Today, he tells us that he spent the 90s and 2000s on a roller coaster of extreme guilt (I did everything they did. Why didn’t I get it?) and extreme anger. He became monastic. He had a hard time holding down a job. What I have noticed since he joined our little community is those once sparkly brown eyes are now fierce and at times scary. He is still a very kind man. He still can make me laugh. But there is a storm brewing behind his easy smile. And there is danger.
ML
I have to tell you, I know very little about ML and it isn't for lack of trying. Initially, I would have bet an entire bag of Oreo Cookies on the assumption she had a long and intense military career. But no, she was a kindergarten teacher for 40 years. I would have bet a box of See's Candies on the fact that she loved sports and drinking beer. But no, she loves opera, she loves going to art museums, and she loves champagne. Am I a poor judge of character? Maybe but ML's cover tells you nothing about the read.

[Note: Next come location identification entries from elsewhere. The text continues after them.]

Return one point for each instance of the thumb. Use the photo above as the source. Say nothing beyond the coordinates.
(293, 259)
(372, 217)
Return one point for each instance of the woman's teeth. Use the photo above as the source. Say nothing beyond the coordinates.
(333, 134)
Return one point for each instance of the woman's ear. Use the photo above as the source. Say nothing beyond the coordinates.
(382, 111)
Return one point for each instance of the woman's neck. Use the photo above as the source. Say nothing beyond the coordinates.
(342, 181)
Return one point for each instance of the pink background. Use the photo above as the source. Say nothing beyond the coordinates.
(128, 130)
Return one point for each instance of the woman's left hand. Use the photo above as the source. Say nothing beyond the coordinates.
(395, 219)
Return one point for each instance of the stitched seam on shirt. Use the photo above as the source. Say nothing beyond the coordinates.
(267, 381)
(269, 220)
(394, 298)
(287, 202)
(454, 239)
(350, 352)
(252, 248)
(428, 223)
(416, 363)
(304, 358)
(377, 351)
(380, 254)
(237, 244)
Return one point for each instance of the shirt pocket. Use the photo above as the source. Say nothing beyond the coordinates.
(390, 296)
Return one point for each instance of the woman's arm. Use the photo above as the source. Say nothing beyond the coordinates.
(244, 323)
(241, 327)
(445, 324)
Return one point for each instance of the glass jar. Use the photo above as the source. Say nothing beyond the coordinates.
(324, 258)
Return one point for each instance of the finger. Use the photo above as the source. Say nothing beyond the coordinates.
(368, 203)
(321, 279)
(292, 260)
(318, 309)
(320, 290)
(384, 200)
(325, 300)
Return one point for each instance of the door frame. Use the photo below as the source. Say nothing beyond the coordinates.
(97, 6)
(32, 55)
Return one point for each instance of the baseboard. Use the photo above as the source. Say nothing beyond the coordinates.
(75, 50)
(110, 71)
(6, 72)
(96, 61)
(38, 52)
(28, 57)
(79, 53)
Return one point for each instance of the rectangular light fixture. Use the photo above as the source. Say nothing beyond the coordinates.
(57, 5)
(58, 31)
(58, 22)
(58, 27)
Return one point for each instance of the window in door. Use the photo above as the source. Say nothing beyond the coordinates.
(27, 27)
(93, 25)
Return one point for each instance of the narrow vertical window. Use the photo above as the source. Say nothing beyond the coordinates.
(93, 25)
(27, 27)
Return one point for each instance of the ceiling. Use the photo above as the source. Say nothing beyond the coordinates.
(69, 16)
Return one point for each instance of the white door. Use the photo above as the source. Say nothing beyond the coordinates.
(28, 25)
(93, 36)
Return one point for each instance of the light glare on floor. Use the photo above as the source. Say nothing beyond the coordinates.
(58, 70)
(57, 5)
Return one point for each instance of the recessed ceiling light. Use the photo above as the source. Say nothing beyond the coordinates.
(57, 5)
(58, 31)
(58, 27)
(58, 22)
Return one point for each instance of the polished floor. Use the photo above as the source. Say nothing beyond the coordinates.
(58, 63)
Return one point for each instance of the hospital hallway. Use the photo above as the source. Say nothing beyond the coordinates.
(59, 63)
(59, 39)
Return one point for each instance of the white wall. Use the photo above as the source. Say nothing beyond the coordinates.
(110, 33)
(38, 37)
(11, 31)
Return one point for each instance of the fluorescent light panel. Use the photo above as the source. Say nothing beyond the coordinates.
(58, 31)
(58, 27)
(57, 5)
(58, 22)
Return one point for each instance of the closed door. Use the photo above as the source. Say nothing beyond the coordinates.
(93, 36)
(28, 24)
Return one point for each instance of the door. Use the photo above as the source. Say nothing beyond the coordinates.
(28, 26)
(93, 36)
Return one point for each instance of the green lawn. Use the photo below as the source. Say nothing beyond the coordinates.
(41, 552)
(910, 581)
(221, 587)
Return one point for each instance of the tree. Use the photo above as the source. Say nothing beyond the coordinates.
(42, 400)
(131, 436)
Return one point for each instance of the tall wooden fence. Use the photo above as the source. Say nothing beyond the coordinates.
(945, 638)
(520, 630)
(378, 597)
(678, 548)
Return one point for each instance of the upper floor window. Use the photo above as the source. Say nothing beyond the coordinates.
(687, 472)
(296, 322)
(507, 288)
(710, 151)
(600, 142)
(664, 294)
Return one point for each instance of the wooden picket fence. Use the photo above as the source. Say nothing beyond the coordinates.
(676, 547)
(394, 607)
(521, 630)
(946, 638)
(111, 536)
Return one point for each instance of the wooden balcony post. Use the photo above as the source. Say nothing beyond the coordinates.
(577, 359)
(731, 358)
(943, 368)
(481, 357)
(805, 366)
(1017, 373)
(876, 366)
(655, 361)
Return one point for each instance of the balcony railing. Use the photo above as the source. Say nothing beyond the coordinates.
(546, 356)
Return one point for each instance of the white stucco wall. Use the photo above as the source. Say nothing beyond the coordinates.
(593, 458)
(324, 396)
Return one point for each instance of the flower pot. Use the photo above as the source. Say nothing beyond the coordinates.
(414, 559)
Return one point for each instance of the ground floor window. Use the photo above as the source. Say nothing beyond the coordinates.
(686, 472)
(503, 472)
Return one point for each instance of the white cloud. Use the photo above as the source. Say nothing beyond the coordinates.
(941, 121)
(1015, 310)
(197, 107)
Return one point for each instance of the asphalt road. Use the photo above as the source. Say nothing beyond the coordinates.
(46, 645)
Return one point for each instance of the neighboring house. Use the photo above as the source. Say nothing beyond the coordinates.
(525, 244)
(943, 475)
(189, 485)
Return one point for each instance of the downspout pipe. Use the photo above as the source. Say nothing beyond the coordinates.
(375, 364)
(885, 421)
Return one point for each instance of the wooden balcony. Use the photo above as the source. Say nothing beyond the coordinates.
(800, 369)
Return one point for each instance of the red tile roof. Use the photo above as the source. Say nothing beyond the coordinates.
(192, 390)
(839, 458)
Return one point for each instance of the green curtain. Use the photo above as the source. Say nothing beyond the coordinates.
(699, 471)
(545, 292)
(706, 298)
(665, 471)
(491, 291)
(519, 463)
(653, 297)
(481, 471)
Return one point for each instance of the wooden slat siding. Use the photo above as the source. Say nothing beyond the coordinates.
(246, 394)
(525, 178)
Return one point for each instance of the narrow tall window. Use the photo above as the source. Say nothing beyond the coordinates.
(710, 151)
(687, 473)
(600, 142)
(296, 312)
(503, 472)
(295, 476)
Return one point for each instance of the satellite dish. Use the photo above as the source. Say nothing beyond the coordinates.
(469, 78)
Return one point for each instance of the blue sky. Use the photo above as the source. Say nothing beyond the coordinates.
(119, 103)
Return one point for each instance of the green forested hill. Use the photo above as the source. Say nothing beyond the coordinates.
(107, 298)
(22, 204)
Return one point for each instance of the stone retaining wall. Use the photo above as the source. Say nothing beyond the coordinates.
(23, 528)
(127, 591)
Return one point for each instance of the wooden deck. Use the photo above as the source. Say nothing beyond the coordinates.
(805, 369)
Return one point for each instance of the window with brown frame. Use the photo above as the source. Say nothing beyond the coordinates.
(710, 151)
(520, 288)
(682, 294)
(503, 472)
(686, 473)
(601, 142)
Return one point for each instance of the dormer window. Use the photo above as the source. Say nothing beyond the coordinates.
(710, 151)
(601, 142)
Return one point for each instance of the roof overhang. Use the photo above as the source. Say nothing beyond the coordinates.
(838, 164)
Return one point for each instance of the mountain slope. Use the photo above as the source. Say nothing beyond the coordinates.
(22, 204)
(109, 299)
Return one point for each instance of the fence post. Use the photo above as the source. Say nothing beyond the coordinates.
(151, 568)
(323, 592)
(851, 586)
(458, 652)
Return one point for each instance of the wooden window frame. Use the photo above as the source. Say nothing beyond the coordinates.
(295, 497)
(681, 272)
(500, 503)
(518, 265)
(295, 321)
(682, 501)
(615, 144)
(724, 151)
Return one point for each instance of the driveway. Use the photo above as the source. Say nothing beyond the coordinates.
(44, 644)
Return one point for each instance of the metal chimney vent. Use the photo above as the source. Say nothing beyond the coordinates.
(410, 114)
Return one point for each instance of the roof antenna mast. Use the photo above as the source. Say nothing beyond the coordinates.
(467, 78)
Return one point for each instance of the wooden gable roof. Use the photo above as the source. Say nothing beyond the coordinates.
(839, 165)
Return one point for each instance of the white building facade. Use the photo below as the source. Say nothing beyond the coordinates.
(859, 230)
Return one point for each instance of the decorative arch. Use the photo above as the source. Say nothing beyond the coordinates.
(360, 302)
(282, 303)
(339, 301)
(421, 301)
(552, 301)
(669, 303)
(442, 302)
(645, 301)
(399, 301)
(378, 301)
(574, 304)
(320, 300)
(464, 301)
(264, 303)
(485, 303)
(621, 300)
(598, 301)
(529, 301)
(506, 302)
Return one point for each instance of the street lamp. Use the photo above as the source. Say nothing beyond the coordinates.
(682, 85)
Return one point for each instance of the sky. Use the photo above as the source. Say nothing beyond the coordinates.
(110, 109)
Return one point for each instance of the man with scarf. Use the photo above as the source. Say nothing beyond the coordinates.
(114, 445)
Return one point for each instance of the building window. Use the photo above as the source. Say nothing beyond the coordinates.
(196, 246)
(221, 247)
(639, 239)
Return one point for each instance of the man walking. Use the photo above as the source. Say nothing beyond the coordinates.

I do know that she was born in Washington DC in the late 40s. She moved to P-town in the late 60s when it was more art than gay. She has some great stories about the transition of P-town from bohemium to a lesbian mecca. Apparently, the 70s and 80s were pretty raucous--lots of strife between the traditional Portuguese fishermen, the flamboyant drag queens, and the serious lesbian businesswomen. It was during this time that she and Pen met. They both seem to have an instant understanding of each other--a fact I have heard Pen say over the many years but not something I experience myself with ML. But I can see it happening the more time we spend together--the more I stop looking at the cover and start appreciating the words.